The exhibition "Eros and Thanatos. Bydgoszcz pioneers of professional photography 1888-1945" aims to present the work and biographies of ten professional photographers who operated in the city of Bydgoszcz from 1888 until the end of World War II. The photo arrived in Bydgoszcz, which was then in the Prussian partition, several years after its invention. In the second half of the 19th century, numerous photographic factories operated here, several of them were run by women. From the moment of regaining independence until the end of World War II, six colorful figures of photographers were active in Bydgoszcz: Władysława Spiżewska, Eleonora Szewc, Helena Biernat, Jadwiga Szopieraj, Joanna Czajkowska, and Ludwika Trzaskowska.
The exhibition is an attempt to reinterpret history, in which the city's history is read again in search of things, people, events and experiences marginalized by official history, marginalized by social discourse. Many residents of our city do not know how interesting and rich photographic traditions Bydgoszcz has. All the more he doesn't know that many of the photo factories in the 19th and the first half of the 20th century were run by women. It was in new technologies, such as photography, that women saw opportunities for their own creative activity and professional activity, which at that time they could not take in other areas of art, industry or craft.

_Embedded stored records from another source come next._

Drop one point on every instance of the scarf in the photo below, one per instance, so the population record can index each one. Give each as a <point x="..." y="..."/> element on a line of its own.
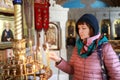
<point x="90" y="48"/>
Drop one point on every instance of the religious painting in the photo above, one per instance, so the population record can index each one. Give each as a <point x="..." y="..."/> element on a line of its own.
<point x="6" y="6"/>
<point x="105" y="28"/>
<point x="70" y="33"/>
<point x="52" y="35"/>
<point x="28" y="21"/>
<point x="70" y="28"/>
<point x="116" y="29"/>
<point x="7" y="28"/>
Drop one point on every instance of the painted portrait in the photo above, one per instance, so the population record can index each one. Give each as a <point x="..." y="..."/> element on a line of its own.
<point x="52" y="36"/>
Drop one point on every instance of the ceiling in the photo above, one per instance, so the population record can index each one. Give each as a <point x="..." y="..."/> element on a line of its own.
<point x="110" y="3"/>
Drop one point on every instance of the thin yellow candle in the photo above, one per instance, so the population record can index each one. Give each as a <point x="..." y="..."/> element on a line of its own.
<point x="30" y="43"/>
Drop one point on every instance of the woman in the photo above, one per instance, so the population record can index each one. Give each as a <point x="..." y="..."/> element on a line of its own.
<point x="84" y="63"/>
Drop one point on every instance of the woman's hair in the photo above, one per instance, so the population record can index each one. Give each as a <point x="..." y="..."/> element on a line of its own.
<point x="91" y="20"/>
<point x="89" y="26"/>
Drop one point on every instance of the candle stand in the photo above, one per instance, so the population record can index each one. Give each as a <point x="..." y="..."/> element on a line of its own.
<point x="21" y="66"/>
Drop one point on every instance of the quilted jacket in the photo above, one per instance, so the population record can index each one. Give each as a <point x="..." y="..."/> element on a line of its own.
<point x="89" y="68"/>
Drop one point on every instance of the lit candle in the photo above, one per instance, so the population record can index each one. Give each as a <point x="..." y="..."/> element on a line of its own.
<point x="47" y="55"/>
<point x="18" y="19"/>
<point x="30" y="43"/>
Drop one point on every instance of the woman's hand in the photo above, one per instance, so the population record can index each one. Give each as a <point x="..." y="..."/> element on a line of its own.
<point x="55" y="57"/>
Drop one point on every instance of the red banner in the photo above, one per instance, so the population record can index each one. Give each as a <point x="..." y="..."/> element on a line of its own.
<point x="41" y="11"/>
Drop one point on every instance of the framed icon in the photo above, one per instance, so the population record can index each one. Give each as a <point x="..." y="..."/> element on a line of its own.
<point x="52" y="36"/>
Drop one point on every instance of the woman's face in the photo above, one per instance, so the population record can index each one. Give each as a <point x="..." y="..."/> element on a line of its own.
<point x="84" y="31"/>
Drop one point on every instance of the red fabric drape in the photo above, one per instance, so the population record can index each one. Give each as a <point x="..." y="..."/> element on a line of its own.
<point x="41" y="11"/>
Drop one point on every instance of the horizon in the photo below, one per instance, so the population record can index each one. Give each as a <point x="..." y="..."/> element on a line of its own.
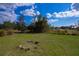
<point x="58" y="14"/>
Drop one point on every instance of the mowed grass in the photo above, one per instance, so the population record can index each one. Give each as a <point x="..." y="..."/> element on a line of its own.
<point x="50" y="45"/>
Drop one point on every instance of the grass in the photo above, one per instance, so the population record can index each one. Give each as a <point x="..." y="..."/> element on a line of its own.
<point x="50" y="45"/>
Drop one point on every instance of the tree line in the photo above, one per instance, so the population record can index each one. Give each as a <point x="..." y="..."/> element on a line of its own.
<point x="37" y="26"/>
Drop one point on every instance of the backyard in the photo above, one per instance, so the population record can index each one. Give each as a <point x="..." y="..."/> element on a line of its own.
<point x="49" y="45"/>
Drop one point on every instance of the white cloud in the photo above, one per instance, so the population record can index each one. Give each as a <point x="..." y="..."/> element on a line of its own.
<point x="71" y="13"/>
<point x="49" y="15"/>
<point x="28" y="12"/>
<point x="50" y="21"/>
<point x="9" y="13"/>
<point x="24" y="4"/>
<point x="75" y="6"/>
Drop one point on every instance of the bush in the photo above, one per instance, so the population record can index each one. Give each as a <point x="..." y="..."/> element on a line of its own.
<point x="9" y="32"/>
<point x="2" y="33"/>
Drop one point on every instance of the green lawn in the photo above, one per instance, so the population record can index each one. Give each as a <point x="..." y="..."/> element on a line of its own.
<point x="50" y="45"/>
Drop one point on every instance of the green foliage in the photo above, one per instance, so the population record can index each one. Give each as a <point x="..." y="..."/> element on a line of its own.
<point x="40" y="25"/>
<point x="20" y="25"/>
<point x="2" y="33"/>
<point x="8" y="25"/>
<point x="9" y="32"/>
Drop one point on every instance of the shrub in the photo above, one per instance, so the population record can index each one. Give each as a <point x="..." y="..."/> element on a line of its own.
<point x="2" y="33"/>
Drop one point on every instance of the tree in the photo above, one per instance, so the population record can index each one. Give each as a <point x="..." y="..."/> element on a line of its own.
<point x="20" y="25"/>
<point x="8" y="25"/>
<point x="40" y="25"/>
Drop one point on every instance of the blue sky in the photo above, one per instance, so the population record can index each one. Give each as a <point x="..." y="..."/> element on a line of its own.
<point x="58" y="14"/>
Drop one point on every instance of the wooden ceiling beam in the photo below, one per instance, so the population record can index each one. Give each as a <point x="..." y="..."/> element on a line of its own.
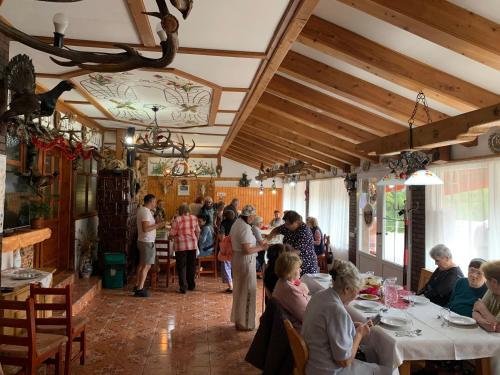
<point x="440" y="22"/>
<point x="263" y="129"/>
<point x="291" y="25"/>
<point x="140" y="47"/>
<point x="304" y="131"/>
<point x="141" y="21"/>
<point x="324" y="162"/>
<point x="312" y="119"/>
<point x="329" y="106"/>
<point x="353" y="88"/>
<point x="458" y="129"/>
<point x="407" y="72"/>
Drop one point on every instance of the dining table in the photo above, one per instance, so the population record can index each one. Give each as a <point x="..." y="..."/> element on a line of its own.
<point x="438" y="339"/>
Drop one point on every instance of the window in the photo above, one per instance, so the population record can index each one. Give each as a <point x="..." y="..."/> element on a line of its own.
<point x="394" y="231"/>
<point x="85" y="188"/>
<point x="329" y="203"/>
<point x="461" y="212"/>
<point x="294" y="198"/>
<point x="367" y="212"/>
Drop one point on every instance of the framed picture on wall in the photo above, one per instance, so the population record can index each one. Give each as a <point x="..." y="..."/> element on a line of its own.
<point x="183" y="190"/>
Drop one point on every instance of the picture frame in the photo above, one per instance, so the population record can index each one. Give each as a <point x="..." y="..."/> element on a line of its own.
<point x="183" y="190"/>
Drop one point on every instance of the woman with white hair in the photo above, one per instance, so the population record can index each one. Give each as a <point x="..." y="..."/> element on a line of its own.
<point x="442" y="282"/>
<point x="330" y="334"/>
<point x="243" y="266"/>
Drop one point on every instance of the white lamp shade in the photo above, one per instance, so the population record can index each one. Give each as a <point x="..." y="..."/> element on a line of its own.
<point x="423" y="177"/>
<point x="391" y="179"/>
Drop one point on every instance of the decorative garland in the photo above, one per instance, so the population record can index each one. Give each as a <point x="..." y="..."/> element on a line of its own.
<point x="61" y="144"/>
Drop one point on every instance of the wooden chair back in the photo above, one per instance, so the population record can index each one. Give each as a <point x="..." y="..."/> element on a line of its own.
<point x="424" y="278"/>
<point x="298" y="346"/>
<point x="9" y="327"/>
<point x="53" y="306"/>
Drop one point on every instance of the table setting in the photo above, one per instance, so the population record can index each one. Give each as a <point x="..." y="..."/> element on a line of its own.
<point x="411" y="328"/>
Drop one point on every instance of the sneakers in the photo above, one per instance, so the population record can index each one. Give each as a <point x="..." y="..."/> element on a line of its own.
<point x="142" y="293"/>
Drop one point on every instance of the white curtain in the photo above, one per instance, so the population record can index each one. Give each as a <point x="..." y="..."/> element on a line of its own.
<point x="463" y="212"/>
<point x="294" y="198"/>
<point x="329" y="203"/>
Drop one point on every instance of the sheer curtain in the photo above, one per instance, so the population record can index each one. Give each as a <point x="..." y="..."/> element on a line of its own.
<point x="463" y="212"/>
<point x="294" y="198"/>
<point x="329" y="203"/>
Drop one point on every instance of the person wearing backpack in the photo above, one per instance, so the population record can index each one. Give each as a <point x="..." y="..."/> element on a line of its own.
<point x="229" y="217"/>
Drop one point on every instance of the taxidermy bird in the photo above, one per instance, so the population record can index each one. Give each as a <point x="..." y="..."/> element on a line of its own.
<point x="20" y="76"/>
<point x="39" y="182"/>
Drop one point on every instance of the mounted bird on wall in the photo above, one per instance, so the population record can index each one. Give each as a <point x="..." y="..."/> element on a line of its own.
<point x="20" y="77"/>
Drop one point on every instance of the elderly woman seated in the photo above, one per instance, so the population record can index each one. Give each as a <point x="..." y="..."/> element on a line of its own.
<point x="468" y="290"/>
<point x="487" y="310"/>
<point x="329" y="332"/>
<point x="444" y="278"/>
<point x="292" y="295"/>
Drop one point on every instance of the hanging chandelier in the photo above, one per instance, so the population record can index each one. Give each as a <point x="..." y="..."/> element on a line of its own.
<point x="157" y="141"/>
<point x="129" y="59"/>
<point x="410" y="168"/>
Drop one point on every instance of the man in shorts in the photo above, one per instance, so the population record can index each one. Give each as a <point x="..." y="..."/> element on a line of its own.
<point x="146" y="230"/>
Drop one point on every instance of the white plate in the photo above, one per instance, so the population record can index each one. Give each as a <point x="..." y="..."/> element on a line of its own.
<point x="460" y="320"/>
<point x="367" y="305"/>
<point x="394" y="321"/>
<point x="419" y="300"/>
<point x="369" y="297"/>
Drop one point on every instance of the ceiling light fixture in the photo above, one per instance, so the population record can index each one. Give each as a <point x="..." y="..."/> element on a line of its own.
<point x="104" y="61"/>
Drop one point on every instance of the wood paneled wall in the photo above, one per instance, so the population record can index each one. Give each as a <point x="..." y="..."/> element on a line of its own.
<point x="157" y="186"/>
<point x="265" y="204"/>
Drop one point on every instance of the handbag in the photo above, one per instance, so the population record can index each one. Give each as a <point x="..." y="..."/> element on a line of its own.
<point x="225" y="249"/>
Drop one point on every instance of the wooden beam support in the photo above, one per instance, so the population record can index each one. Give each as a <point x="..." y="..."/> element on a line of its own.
<point x="140" y="47"/>
<point x="271" y="145"/>
<point x="294" y="150"/>
<point x="332" y="107"/>
<point x="441" y="22"/>
<point x="341" y="43"/>
<point x="141" y="21"/>
<point x="306" y="132"/>
<point x="353" y="88"/>
<point x="458" y="129"/>
<point x="290" y="27"/>
<point x="258" y="127"/>
<point x="312" y="119"/>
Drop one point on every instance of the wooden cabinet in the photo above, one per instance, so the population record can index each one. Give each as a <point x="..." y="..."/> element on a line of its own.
<point x="117" y="213"/>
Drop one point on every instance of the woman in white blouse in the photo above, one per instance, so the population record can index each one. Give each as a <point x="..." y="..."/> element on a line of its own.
<point x="329" y="332"/>
<point x="243" y="266"/>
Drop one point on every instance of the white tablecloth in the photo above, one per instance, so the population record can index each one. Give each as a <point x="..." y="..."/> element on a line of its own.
<point x="45" y="278"/>
<point x="435" y="343"/>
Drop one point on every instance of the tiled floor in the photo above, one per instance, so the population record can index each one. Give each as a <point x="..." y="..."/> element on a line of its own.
<point x="168" y="333"/>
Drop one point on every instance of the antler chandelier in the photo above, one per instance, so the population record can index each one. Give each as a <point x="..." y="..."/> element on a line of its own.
<point x="103" y="61"/>
<point x="158" y="141"/>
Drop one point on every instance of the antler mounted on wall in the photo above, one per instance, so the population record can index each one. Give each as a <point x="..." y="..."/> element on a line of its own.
<point x="113" y="62"/>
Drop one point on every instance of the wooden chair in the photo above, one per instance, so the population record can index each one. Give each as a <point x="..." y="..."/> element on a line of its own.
<point x="424" y="278"/>
<point x="61" y="321"/>
<point x="210" y="260"/>
<point x="30" y="349"/>
<point x="164" y="259"/>
<point x="299" y="348"/>
<point x="322" y="259"/>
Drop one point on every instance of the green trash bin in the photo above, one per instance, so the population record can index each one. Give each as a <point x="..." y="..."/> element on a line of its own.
<point x="114" y="270"/>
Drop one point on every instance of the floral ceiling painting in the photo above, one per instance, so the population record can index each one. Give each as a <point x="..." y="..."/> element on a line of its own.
<point x="130" y="96"/>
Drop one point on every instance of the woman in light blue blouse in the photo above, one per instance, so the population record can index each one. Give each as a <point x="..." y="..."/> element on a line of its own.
<point x="331" y="336"/>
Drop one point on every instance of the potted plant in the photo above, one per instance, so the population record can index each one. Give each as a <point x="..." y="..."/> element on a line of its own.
<point x="38" y="211"/>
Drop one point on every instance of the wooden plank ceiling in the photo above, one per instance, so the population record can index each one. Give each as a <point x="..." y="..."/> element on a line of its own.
<point x="346" y="88"/>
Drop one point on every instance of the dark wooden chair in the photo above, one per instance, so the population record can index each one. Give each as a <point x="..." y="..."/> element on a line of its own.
<point x="299" y="348"/>
<point x="61" y="321"/>
<point x="29" y="349"/>
<point x="322" y="259"/>
<point x="164" y="260"/>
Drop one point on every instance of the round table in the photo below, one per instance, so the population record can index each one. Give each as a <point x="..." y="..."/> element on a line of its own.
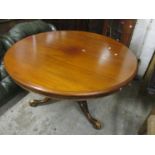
<point x="70" y="65"/>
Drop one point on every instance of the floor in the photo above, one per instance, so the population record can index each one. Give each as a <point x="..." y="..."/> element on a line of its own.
<point x="120" y="113"/>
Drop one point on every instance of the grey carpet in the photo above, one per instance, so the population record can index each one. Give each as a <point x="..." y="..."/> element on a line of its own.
<point x="120" y="113"/>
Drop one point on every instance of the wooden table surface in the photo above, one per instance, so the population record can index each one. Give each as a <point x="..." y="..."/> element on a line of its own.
<point x="70" y="64"/>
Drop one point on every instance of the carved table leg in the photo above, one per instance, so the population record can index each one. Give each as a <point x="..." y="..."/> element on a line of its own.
<point x="84" y="107"/>
<point x="35" y="103"/>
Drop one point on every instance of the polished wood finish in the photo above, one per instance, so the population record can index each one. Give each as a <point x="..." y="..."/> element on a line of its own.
<point x="70" y="64"/>
<point x="84" y="107"/>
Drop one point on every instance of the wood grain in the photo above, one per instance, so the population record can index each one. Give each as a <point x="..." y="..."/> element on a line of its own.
<point x="70" y="64"/>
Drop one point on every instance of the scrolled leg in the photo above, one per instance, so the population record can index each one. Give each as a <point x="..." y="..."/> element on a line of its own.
<point x="84" y="107"/>
<point x="35" y="103"/>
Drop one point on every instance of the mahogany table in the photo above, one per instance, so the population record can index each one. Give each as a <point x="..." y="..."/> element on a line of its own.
<point x="70" y="65"/>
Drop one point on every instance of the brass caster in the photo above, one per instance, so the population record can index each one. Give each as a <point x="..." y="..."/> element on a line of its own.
<point x="34" y="103"/>
<point x="96" y="124"/>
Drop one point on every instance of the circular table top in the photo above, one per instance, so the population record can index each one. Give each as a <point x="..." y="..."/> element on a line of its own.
<point x="70" y="64"/>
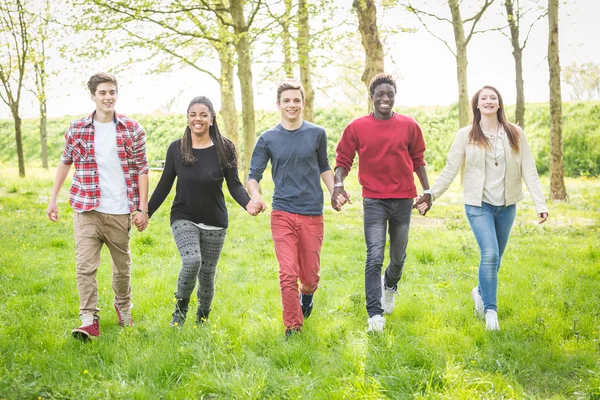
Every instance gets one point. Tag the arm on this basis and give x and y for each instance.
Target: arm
(165, 184)
(61, 174)
(140, 219)
(345, 153)
(339, 196)
(254, 191)
(423, 203)
(258, 163)
(532, 179)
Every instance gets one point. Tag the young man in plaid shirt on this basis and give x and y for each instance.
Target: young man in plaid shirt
(110, 184)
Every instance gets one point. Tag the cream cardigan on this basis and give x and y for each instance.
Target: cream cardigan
(519, 167)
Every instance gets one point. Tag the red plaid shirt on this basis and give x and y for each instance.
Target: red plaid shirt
(79, 149)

The exhibition will show the works of women regardless of their nationality or religion. The presentation applies to a diverse group: Bydgoszcz photographers came from different environments and were educated in different conditions. They considered themselves artists and craftsmen, belonged to guilds, acted alone or together with their families (usually with their husbands). Some ladies inherited the bets, others opened or bought it with their own money. The exhibition is woven from microhistory / micronarrative Bydgoszcz photographers entangled in the birth and death band. Their stories have so far been unknown and unwritten. In the discourse of art history, they were doubly excluded: as women and craftsmen.
At the exhibition we will mainly see vernacular photographs, i.e. utility and home paintings that appear in interesting collections after photographers. They turned out to be interesting research material, constituting both a document of family life, and at the same time an example of the nineteenth-century and inter-war aesthetics of a artisan photo shop.
At the exhibition we will see original large format cameras, enlargers and other equipment that have been stored for a hundred years by the heirs of Bydgoszcz pioneers, unique portraits of Bydgoszcz photographers made to them at work in their photo factories, portraits of pioneers together with their mentors / teachers, and with students, and also many archival materials, such as construction plans of their photo factories, their apprenticeship exams, letters to the editor, and others. The exhibition's narrative is built around themes that have always existed in photography, i.e. the themes of transience and eroticism. These two threads, i.e. the thread of energy of life and death, also build micro-narratives about Bydgoszcz pioneers of professional photography. To these threads of Eros and Thanatos, one can refer practically all the photographs remaining after them. At the same time, we can observe how the sexuality taboo and the death taboo have changed over the years since the photographs presented at the exhibition were created.